Q: I have a problem with moles that are destroying my yard. They cause severe ruts and have burrowed over the yard, causing the grass to die. I have sought advice, but no one seems to have a solution. Do you have any advice on how to get rid of these pests?

A: Moles create a huge network of tunnels just beneath the surface, where they feed on grubs, earthworms and insects. They don't actually eat plants, but they damage the soil and disturb the plant root system. A single mole can damage an acre of lawn or garden.

There are numerous methods of mole control. Some are eviction methods, while others are methods of extermination.

Pouring creosote, lye, tar, mothballs or drain-flushing granules into their tunnels may drive moles to more congenial hunting grounds, such as your neighbor's yard. But these methods can also injure plants and contaminate soil. Moles prefer to dig in loose, sandy soil, so compacting the soil with a roller, mixing gravel in with it or allowing the soil to dry out will often drive moles away. But this will also leave your soil less than desirable for plant growth.

Extermination is the more standard solution to the problem. One approach is to use poison. This involves digging holes into the tunnel network and depositing poison. It takes two to three weeks, but the moles eventually will die underground. One disadvantage to poisonous bait is that moles tend to eat bugs, worms and grubs before they go after the poison. Another, more serious disadvantage is that the poison can be a hazard to other animals in the area. Poisonous smoke bombs are also available. For the bombs to work, it is necessary to put them directly in nests or in the main runways with all access holes blocked.

Trapping is the most efficient control. The easiest type of mole trap to use is a harpoon trap. To set a trap, you locate a mole tunnel and step on it from above. Then place the trap over the tunnel and push the legs of the trap into the ground over the area you have stepped on. When the mole tries to reopen the collapsed tunnel, it will trigger the trap, causing sharp tines, the "harpoons," to release and kill the mole. Because moles are more active at night, you may want to set traps out at night and take them in during the day to avoid any accidents with children or household pets.

Whatever approach you take, it is necessary to find active tunnels, many of which will be abandoned. Stomp down a few sections of tunnel, then check it the next day. If it's mounded up again, its an active tunnel, suitable for baiting or trap-setting. Traps, suitable poisons and mole bombs are usually available at garden centers and hardware stores.

Q: We are plagued by cockroaches. Do you have any recommendations on how to get rid of these pests?

A: Prevention is the key to pest control.

Clean the favorite bug hangouts regularly. These include kitchens, bathrooms or any other areas in your house that provide the dark, dampness or dust that insects love. Keep tight-fitting lids on trash containers and use disposable plastic liners. Spray containers' interiors every two weeks with surface insecticide.

Move heavy furniture and kitchen appliances once a month to clean behind and under these pieces. Remove dirt from baseboards, cracks, corners, floor registers and air ducts to wipe out bug nesting grounds. Treat these areas with an insecticide.

Empty cabinets and drawers, then clean the interiors with disinfectant and apply a surface insecticide. After allowing time to dry, cover with paper and replace contents. Remove dishes from your cupboards and give a similar treatment.

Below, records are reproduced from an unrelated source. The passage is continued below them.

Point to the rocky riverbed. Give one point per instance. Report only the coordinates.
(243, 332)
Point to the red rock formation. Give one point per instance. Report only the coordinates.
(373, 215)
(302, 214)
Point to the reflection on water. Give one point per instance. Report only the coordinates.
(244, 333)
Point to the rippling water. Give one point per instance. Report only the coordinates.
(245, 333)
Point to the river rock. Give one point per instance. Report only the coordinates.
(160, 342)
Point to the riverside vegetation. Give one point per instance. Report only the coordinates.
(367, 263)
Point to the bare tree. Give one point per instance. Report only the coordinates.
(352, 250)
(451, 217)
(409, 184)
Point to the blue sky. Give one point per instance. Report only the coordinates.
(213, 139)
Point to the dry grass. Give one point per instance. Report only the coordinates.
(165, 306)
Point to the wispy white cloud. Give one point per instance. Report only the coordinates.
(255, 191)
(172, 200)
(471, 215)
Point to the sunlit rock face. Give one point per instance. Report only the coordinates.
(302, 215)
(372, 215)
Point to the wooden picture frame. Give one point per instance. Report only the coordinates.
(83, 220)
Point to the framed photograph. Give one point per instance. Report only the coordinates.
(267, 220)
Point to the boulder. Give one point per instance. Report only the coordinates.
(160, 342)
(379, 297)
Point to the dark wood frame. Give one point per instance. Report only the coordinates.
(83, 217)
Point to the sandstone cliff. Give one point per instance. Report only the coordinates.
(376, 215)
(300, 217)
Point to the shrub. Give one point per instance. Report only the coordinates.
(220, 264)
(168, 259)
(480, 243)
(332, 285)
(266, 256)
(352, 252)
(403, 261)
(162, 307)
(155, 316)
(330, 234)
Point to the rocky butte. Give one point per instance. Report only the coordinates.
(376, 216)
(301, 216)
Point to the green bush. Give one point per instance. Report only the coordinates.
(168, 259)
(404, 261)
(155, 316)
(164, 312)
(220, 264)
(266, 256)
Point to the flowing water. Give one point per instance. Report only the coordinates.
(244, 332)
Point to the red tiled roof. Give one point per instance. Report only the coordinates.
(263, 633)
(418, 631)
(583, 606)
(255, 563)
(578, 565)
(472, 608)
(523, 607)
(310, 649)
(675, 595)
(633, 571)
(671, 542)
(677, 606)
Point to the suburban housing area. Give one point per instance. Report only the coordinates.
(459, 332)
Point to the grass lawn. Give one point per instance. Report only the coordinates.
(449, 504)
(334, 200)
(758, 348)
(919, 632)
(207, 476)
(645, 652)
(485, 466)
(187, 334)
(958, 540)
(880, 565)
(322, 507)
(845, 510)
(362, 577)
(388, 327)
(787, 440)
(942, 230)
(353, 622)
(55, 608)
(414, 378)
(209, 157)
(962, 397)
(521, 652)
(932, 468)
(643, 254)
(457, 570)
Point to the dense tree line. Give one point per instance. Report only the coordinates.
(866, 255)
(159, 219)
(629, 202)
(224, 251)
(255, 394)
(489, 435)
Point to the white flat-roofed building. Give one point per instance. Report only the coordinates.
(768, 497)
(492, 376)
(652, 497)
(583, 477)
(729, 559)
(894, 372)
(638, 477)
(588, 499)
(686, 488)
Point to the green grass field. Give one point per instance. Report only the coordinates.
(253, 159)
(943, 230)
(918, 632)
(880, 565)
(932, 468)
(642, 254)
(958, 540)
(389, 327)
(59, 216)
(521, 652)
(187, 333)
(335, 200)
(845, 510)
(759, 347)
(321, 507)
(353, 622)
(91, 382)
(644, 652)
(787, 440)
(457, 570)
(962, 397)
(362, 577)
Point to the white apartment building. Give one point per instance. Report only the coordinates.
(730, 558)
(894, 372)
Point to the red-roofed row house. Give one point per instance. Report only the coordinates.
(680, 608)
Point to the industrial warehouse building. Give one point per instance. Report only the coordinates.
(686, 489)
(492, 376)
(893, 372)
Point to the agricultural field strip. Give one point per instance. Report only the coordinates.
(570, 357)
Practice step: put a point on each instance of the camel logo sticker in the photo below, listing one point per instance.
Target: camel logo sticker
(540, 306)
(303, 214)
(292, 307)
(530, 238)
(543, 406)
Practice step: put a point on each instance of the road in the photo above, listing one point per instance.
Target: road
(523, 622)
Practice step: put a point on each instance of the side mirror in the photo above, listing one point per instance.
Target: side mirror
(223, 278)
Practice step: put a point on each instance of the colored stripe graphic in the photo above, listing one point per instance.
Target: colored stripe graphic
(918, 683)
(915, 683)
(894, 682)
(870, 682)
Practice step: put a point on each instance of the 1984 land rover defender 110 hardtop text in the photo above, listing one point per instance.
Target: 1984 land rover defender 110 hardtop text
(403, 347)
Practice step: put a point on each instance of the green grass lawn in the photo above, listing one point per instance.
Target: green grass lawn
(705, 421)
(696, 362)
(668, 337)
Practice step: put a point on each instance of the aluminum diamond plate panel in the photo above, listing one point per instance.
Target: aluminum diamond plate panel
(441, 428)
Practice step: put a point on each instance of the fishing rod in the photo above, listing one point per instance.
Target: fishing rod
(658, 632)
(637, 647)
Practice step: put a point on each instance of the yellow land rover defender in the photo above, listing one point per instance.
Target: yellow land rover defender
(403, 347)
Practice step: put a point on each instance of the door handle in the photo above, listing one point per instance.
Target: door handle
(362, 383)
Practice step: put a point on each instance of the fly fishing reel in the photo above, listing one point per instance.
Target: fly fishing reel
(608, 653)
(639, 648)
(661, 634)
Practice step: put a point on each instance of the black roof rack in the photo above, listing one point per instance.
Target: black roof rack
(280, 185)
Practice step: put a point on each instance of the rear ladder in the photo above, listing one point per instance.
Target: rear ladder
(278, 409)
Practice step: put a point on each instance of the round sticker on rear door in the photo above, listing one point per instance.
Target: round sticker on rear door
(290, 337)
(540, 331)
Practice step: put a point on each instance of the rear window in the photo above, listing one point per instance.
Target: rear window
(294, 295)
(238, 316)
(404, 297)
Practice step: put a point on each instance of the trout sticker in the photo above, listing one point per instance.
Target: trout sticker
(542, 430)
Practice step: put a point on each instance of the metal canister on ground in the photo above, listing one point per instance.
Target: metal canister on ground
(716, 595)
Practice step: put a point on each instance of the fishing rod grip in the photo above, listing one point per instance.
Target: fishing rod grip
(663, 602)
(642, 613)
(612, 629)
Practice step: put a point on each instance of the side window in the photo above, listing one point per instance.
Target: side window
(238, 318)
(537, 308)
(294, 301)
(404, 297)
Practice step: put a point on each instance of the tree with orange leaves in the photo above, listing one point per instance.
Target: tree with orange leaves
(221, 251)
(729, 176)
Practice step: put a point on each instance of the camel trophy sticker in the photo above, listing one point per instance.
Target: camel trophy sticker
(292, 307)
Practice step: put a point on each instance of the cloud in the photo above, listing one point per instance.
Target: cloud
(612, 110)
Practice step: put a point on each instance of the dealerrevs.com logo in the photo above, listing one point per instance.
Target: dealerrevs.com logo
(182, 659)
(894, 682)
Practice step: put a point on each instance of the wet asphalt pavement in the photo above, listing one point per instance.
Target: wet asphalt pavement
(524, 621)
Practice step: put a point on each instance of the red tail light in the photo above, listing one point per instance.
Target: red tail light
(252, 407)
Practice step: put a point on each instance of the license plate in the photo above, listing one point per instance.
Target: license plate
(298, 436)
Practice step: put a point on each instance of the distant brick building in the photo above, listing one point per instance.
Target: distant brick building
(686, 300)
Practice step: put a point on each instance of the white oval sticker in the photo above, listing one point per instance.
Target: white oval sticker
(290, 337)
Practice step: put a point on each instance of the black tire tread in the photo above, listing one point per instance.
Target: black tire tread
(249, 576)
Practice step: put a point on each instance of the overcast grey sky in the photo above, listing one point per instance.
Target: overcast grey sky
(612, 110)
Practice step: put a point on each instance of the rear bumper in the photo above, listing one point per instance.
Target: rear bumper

Cover foods tightly, especially cereals, pet foods and other grain items. Check for bugs before storing food. Never leave food crumbs, dirty dishes, etc. lying on counter tops after a family meal. This means rinsing before putting in the dishwasher, or running the dishwasher immediately. When bringing baskets, bags or boxes into the house, inspect them for roaches that may be hiding in them.

Avoid using insecticides on open surfaces where you are more likely to contaminate your food or dishes than to kill roaches. Regular use of long-acting or residual insecticides behind dishwashers, baseboards and under refrigerators continues to kill new roaches as they emerge from their eggs. Most insecticides will last for about 60 days.

For long-term prevention, use a product such as Roach Prufe (a boric acid powder formula), which can be applied as above. Also consider spaces under cabinets (drawer spaces--remove drawers and apply underneath), in closets, under carpeting, any dark, dank spaces where these critters hide. Cockroaches collect this powder on their legs and return to the nest where they ingest it and die. Don't overlook treatment of areas where papers are stacked or books are kept. These are natural feeding grounds for roaches. Another commercial product effective in controlling roaches is Combat, a bait tray that contains a substance the roaches also carry back to the nest.

Unusual or severe infestations should be referred to a licensed pest control operator who is equipped to handle difficult pest problems. If you live in a condominium or apartment, the problem needs to be treated for the entire building, as roaches will travel from one location to the other on water and drain pipes, etc. If an entire building is infested, hire a professional and then work with your neighbors on the above prevention steps to avoid a repeat of the infestation.

Look for Roach Prufe at your local hardware store or home center, or contact the manufacturer, Copper Brite Inc., 1482 East Valley Rd., Santa Barbara, Calif. 93108. Combat is readily available at hardware and home stores or your local supermarket.